Was ist Hermetismus?

„Er [der Hermetismus] lebt nur von der Intuition und ist ohne sie tot. Und diese tote Angelegenheit erkannten die Vertreter des Glaubens und der Wissenschaft, die aufrichtig staunten, dass es Leute gibt, die sie ernst nehmen. Sie sahen darin nur wissenschaftliches und religiöses Flittergold – oder höchstens einen schwachen Glauben, der sich Krücken von der Wissenschaft leiht, oder auch eine kindliche Wissenschaft, die noch nicht die Unterscheidung gelernt hat zwischen dem, was man glaubt und dem, was man weiß. Und sie täuschen sich nicht: der Hermetismus ist ohne den unsichtbaren Zement der Intuition in der Tat nur eine improvisierte Zusammenfügung heterogener Elemente der Wissenschaft und der Religion.“ (19. Brief, „Die Sonne“; „Meditationen über die Großen Arcana des Taro“, Meisenheim am Glan 1972, S. 430)

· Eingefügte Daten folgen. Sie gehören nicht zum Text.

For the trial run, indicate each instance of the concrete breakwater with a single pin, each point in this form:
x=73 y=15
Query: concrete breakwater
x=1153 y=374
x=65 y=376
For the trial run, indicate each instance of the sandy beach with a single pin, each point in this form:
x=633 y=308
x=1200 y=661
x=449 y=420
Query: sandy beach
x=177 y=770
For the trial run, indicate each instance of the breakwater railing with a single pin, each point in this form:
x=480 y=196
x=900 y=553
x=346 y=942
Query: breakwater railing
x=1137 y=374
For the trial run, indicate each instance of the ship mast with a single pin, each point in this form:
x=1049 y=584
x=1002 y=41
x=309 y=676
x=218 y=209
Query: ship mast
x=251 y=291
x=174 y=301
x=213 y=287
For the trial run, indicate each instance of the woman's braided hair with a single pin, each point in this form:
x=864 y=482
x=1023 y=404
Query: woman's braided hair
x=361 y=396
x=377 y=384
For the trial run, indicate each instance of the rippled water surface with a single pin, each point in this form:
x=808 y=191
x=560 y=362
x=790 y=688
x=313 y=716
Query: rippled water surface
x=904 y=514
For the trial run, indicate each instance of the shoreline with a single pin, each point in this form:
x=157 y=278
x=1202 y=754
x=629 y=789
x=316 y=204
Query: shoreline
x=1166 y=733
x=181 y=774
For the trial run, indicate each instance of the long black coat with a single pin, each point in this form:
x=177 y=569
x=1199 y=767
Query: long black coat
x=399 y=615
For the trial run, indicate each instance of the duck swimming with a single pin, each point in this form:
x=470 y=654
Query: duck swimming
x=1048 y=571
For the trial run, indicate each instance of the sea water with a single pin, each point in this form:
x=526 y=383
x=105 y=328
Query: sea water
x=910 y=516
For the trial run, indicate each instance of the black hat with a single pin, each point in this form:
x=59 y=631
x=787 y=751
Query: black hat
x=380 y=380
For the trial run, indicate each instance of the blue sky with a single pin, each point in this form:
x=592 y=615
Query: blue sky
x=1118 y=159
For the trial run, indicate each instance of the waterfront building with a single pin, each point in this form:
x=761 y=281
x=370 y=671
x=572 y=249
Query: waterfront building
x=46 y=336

Weil die reale Tat und die ihr vorangehende Intuition in der Hermetik so bedeutsam sind, ist die Darstellungsform hermetischer Inhalte primär symbolisch. Es wird weniger versucht, definierte Aspekte isolierter Tatsachen möglichst eindeutig „festzunageln“ (wie dies in der Wissenschaft typischerweise üblich ist), sondern die Komplexität und Vielschichtigkeit der wirklichen, lebendigen Zusammenhänge werden anhand der äußeren Form der Lehren mit dargestellt. Indem komplexe Zusammenhänge auf wesentliche Punkte reduziert symbolisch dargestellt werden, kann der Betrachter – je nach seiner Reife und Situation – ganz unterschiedliche und vielleicht auch kreativ neue Zusammenhänge aus den Symbolen und deren Zusammenstellungen „herauslesen“. Und anhand beispielsweise des genialen Symbolsystems des Taro erlernt der Schüler gewissermaßen ein Alphabet an Symbolen; und er erlernt weiterhin, auch die Zusammenhänge seines eigenen Lebens symbolisch zu betrachten. Auch in Lebenszusammenhängen gibt es viele einfache Situationen, die – je nach Reife und Perspektive – in völlig anderen Weisen verstanden werden können. Aufgrund dieser Analogie von Symbol und Lebenssituation ermöglichen die symbolischen Darstellungen des Hermetismus einen relativ unmittelbaren Bezug zwischen Intuition und Tat.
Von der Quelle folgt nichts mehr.